I will come back. I will always come back.

Sharing Neverland with My Child


Yesterday, I reached 22 weeks (5 1/2 months) in my pregnancy and I came to a decision of something I wanted to do. I have begun reading Peter Pan to my unborn child. The story is so enchanting, the memory of it so ingrained in me that I cannot think of not sharing it with my baby. I have a beautiful copy that I believe I received as a gift several years ago. Just reading the first paragraph makes me smile, even with the admittance that “Two is the beginning of the end. (page 1)” I don’t believe that, of course, but that’s the fun of it.

Even now, I’m watching my belly jump and move as my child squirms and stretches and kicks, and I’m imagining him or her running around the house pretending to fly. I want to cuddle my baby and read to them, letting them get to know my voice, my cadence, my love for story, even before they can full realize it. So far we have read through chapter 1 and the first few pages of chapter 2, and I could still feel Baby moving as I read, responding, hopefully, to the becoming-familiar sound of my voice. I want my children to know about conspicuous kisses in the corner of your mouth, to fall asleep safely to nightlights that watch over them, know that Momma is there to tidy up their mind at the end of the day, putting everything back in order and preparing them to have a lovely day tomorrow.

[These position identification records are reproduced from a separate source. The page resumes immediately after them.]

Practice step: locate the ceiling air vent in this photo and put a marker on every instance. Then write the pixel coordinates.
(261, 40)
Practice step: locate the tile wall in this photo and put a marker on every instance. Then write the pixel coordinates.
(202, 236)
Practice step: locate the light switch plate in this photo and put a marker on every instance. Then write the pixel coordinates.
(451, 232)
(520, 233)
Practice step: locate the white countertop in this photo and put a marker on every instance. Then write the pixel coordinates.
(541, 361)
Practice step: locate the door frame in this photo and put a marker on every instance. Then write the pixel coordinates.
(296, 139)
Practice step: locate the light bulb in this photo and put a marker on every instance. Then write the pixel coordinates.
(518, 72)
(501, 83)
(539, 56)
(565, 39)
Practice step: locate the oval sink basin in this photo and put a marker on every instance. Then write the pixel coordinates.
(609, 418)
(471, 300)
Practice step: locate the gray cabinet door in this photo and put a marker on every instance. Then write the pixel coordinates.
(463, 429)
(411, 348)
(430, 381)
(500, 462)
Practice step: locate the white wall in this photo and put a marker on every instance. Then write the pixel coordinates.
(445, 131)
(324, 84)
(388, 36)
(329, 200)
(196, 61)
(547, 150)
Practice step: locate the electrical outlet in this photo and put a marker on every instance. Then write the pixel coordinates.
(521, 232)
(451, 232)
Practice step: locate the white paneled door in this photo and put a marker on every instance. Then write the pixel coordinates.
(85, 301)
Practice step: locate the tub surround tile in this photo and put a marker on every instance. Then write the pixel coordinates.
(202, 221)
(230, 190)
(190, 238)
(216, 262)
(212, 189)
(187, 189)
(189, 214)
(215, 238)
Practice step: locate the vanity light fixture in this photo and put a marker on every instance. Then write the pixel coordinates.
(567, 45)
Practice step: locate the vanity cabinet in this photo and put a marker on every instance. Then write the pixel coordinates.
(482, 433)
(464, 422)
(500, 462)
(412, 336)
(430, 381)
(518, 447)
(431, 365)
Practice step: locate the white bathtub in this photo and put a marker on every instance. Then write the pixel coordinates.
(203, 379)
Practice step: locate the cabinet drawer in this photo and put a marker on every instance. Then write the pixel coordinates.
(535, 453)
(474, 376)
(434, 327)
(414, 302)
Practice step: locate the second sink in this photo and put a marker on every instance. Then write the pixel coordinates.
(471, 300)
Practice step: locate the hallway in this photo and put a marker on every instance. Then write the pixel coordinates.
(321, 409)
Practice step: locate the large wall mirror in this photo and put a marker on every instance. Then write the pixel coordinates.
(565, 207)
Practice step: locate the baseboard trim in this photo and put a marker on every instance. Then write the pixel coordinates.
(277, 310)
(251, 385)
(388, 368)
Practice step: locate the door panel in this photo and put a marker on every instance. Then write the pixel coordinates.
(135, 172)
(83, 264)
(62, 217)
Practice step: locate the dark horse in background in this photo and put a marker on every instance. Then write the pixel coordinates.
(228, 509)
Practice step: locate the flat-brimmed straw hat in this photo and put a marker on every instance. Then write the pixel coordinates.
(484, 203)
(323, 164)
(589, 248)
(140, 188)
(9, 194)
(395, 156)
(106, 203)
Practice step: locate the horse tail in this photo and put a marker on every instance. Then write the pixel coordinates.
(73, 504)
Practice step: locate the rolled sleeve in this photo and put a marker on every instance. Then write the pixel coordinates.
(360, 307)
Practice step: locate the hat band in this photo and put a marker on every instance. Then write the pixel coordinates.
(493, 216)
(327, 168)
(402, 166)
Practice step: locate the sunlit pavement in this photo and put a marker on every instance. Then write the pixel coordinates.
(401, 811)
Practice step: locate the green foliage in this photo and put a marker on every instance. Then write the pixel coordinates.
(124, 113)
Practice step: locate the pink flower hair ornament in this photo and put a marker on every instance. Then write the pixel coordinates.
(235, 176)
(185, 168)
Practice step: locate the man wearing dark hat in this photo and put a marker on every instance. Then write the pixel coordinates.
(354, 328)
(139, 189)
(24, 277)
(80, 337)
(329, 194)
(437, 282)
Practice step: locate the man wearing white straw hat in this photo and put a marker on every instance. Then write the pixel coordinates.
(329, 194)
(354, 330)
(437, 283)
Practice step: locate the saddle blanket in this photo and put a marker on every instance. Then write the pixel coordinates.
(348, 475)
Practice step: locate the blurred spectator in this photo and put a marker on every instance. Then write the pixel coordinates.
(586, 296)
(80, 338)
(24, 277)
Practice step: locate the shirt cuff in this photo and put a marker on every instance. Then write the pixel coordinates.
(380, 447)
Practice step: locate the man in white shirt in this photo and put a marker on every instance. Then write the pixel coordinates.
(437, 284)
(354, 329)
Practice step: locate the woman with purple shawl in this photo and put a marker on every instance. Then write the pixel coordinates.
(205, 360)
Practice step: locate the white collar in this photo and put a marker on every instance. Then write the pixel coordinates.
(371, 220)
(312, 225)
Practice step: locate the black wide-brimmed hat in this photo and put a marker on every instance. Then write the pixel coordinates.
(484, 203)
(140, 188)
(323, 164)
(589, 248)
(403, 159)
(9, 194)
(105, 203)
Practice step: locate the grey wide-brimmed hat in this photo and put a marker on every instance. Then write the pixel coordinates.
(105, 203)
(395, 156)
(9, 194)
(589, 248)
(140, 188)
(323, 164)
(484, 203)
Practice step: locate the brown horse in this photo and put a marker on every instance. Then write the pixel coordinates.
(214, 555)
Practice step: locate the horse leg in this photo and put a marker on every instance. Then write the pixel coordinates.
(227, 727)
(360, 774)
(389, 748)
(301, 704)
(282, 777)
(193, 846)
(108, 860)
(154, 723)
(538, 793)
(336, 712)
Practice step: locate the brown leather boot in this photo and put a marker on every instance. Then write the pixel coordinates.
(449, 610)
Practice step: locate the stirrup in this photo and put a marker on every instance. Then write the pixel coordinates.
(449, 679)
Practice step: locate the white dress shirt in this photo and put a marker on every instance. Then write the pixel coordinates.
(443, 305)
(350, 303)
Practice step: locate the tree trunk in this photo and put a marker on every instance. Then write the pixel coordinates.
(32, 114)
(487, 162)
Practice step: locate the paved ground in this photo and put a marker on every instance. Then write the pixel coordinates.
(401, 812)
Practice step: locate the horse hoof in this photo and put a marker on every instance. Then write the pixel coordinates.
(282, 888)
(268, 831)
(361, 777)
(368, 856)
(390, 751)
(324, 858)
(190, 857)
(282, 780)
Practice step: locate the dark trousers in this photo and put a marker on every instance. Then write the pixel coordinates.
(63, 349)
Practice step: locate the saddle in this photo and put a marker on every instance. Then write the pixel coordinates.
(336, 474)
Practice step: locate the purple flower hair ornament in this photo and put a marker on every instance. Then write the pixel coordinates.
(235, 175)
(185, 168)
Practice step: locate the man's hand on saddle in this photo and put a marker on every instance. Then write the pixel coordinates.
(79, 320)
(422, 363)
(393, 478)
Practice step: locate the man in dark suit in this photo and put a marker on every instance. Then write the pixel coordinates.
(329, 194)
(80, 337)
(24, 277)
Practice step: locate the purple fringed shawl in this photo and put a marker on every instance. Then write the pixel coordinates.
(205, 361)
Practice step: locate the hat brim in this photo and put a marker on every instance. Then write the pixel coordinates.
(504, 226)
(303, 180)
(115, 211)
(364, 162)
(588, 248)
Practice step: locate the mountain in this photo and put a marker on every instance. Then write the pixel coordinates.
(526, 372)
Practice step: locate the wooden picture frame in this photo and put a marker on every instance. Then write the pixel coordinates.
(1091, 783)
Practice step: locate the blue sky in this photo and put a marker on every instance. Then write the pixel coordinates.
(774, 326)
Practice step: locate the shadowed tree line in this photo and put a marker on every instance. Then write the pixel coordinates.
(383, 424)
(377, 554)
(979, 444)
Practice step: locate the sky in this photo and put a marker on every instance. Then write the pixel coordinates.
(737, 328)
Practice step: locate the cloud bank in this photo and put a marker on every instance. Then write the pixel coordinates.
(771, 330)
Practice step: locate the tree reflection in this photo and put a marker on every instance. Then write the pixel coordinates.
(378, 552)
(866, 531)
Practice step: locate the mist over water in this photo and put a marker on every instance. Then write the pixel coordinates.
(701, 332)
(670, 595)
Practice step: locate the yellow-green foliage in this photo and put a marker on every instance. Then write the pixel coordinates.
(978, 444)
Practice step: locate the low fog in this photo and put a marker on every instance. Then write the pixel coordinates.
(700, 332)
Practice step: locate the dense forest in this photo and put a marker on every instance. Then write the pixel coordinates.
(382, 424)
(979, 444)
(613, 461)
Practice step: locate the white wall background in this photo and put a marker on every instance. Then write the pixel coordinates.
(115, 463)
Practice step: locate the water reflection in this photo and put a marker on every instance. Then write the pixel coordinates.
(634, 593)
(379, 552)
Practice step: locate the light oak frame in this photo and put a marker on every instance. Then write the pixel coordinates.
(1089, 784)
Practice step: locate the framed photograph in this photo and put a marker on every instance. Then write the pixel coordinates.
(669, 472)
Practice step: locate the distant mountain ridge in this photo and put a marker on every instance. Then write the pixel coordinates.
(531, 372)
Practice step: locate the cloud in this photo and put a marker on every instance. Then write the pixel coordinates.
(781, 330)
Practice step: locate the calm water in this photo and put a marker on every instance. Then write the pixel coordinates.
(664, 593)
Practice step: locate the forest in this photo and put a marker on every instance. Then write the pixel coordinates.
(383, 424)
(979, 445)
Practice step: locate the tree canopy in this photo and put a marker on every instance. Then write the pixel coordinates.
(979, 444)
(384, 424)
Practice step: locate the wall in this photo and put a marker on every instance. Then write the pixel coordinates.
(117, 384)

I hope and pray that our child loves books, stories, and reading as much as I and their father do. I shall do my damnedest to foster a love for all the different types of Neverlands with them, as well as explore them with my child. I will be happy to be the dragon that they chase to slay, the fairy to grant their wishes, the evil pirate whom they must battle. I want to hear my child demand of Daddy, “Tell me a story,” and then listen as my husband weaves one of his beautiful tales from mid-air and dances it in front of our child’s imagination. I have always been a Wendy – always been ‘mother’, ‘story-reader’, ‘advice giver’, ‘dreamer’. Now I get to be Mrs. Darling, a little more grown up but still with lots to learn about childhood.